1) Whether frame-src should be in the resources module or in the same
module as frame-ancestor.
2) Whether sites should have to opt-in or opt-out to disabling inline
script and/or eval-like APIs.
I have a few more minor points, but we can get to those after we
settle the above two.
I think the way forward is for me (or someone else if they're
interested) to write up our current thinking on the wiki.
Adam
Brandon Sterne
> On Thu, Oct 22, 2009 at 5:22 PM, Brandon Sterne<bst...@mozilla.com> wrote:
>> But the point is that the threat of
>> history stealing is not fully mitigated by changes to CSS for
>> cross-origin links. A complete mitigation of the threat requires both
>> altering the behavior of getComputedStyle as well as disabling
>> non-trusted scripts in the document.
>
> I don't think this argument makes sense. When people complain about
> history stealing, e.g. on
> https://bugzilla.mozilla.org/show_bug.cgi?id=147777, they're not
> worried about the case when their site has XSS. They're worried about
> a much weaker attacker who simply operates a web site.

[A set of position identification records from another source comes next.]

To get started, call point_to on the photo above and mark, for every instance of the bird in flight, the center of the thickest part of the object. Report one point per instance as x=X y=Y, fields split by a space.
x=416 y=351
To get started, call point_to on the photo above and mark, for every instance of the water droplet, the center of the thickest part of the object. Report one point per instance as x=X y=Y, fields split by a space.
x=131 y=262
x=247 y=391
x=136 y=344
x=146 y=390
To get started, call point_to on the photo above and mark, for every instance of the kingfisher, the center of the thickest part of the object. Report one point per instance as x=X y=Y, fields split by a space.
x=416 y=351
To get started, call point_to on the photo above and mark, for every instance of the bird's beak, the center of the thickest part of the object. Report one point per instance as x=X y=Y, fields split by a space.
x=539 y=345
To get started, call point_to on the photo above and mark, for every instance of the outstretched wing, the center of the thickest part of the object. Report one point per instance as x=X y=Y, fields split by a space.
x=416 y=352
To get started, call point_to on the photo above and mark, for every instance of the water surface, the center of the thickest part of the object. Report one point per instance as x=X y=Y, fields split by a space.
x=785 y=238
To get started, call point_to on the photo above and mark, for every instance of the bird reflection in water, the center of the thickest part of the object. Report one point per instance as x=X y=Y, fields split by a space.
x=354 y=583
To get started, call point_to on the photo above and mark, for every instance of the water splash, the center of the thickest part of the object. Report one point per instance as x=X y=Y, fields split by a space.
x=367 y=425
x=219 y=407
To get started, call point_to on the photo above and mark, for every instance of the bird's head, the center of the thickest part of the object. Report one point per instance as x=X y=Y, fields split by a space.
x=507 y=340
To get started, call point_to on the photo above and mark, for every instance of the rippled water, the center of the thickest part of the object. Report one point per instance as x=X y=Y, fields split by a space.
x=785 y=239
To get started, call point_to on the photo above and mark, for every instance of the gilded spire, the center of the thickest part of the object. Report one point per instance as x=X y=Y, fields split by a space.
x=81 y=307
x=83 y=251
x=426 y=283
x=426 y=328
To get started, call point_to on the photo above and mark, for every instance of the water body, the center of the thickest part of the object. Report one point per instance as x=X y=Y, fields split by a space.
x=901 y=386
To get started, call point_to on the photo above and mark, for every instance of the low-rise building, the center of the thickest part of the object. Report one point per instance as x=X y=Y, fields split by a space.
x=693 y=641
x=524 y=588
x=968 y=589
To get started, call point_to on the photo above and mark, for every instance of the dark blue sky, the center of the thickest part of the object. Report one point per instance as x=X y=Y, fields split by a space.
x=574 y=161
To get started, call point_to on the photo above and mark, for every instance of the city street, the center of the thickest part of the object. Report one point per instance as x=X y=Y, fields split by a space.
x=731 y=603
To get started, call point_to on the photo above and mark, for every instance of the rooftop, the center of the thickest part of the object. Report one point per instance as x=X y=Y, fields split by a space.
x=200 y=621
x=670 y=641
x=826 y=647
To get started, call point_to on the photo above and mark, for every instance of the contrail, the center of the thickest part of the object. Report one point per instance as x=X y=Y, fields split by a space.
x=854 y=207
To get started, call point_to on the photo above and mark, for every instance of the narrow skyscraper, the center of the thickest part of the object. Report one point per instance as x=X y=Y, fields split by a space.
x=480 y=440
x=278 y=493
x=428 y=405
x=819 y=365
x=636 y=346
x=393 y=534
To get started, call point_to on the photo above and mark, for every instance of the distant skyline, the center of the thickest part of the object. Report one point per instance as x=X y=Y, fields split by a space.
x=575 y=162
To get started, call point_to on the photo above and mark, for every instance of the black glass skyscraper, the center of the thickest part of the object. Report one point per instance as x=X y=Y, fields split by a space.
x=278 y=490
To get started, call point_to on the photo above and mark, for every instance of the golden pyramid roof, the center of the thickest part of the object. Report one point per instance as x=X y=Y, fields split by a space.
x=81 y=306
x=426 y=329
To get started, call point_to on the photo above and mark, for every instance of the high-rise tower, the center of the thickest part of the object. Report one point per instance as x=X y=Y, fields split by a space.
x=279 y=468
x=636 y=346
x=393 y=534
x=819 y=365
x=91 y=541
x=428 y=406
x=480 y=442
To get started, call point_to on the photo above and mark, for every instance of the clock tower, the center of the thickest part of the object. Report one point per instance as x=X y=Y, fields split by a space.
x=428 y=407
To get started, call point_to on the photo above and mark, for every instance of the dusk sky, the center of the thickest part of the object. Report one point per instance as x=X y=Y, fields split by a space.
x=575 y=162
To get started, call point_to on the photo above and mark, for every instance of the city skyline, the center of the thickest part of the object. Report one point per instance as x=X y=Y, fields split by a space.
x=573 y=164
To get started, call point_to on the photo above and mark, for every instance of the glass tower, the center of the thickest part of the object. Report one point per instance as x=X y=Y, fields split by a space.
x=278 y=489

Granted, it was a contrived example. Here's another try: say we have
the theoretical CSRF module that does a perfect job of stopping the
browser from sending spurious requests to a site that originate from
some other site. The site would still be vulnerable to forged same-site
requests if an attacker is able to inject script or other content into
the site itself. You might say "well, *cross-site* request forgery is
mitigated so our obligation is met", but the broader forged request
threat isn't completely sealed off. A site will still need additional
policy to be secured against request forgery.
It's challenging to make this case for capability-based modules given
only the current set of known web app threats. We know that future
attacks will be based on the combination of browser capabilities. If we
can do a good job of enumerating those capabilities and providing policy
"levers" to restrict them we'll be able to address new threats that
arise in the future with new policies, which can be deployed overnight
by websites, rather than new modules which take at least one browser
release cycle plus a policy change by the websites to take advantage of
the module.
FWIW, I'm actually not hearing you object strongly to the
capability-based module system but rather that you're pointing out
(admitted) weakness in my earlier example. Do I have that right? Are
others still preferring a threat model based approach to the modules, or
can we close this issue?
>> Why, though, would we ever want to
>> change from an opt-in to an opt-out model?
>
> I don't think we'll want to change in the future. We should pick the
> better design now and stick with it (whichever design we decide is
> better).
Well, I personally think that safe-by-default (opt-in to inline scripts,
etc.) is a better design because it forces sites to be more explicit
with what they are permitting and it is consistent with the white list
approach used throughout the model. I've stated it elsewhere, but we
definitely want to avoid sites thinking they are protected when they are
not, in fact.
>> I think it's better to have sites be explicit with their policies, as it
>> forces them to understand the implications of each part of the policy.
>> If we provide pre-canned policies, sites may wind up with incorrect
>> assumptions about what is being restricted.
>
> I agree, but if you think sites should be explicit, doesn't that mean
> they should explicitly opt-in to changing the normal (i.e., non-CSP)
> behavior?
I apologize, but I don't understand this question. What is the normal
behavior we are talking about changing in this example?
>> The situation I
>> want to avoid is having browsers advertise (partial) CSP support and
>> have websites incorrectly assume that they are getting XSS protection
>> from those browsers.
>
> I don't understand. There is no advertisement mechanism in CSP. Do
> you mean in the press?
Yes, in the press e.g. some table on a web developer site showing "CSP
support in all major browsers" but only a subset supporting the core XSS
part.
> What's actually going to happen is that thought leaders will write
> blog posts with sample code and non-experts will copy/paste it into
> their web sites. Experts (e.g., PayPal) will read the spec and test
> various implementations.
>
> As for the press, I doubt anything we write in the spec will have much
> impact on how the press spins the story. Personally, I don't care
> about what the press says. We should design the best mechanism on a
> technical level.
We're in total agreement here.
>> Also, it seems unlikely to me that successful
>> mitigations can be put in place for the other threats if XSS is still
>> possible (I can provide examples if people are interested, but I have
>> to run to catch a train, unfortunately).
>
> It seems very reasonable to mitigate history stealing and ClickJacking
> without using CSP to mitigate XSS. As a web developer, I can't do
> anything about history stealing myself. I need help from the browser.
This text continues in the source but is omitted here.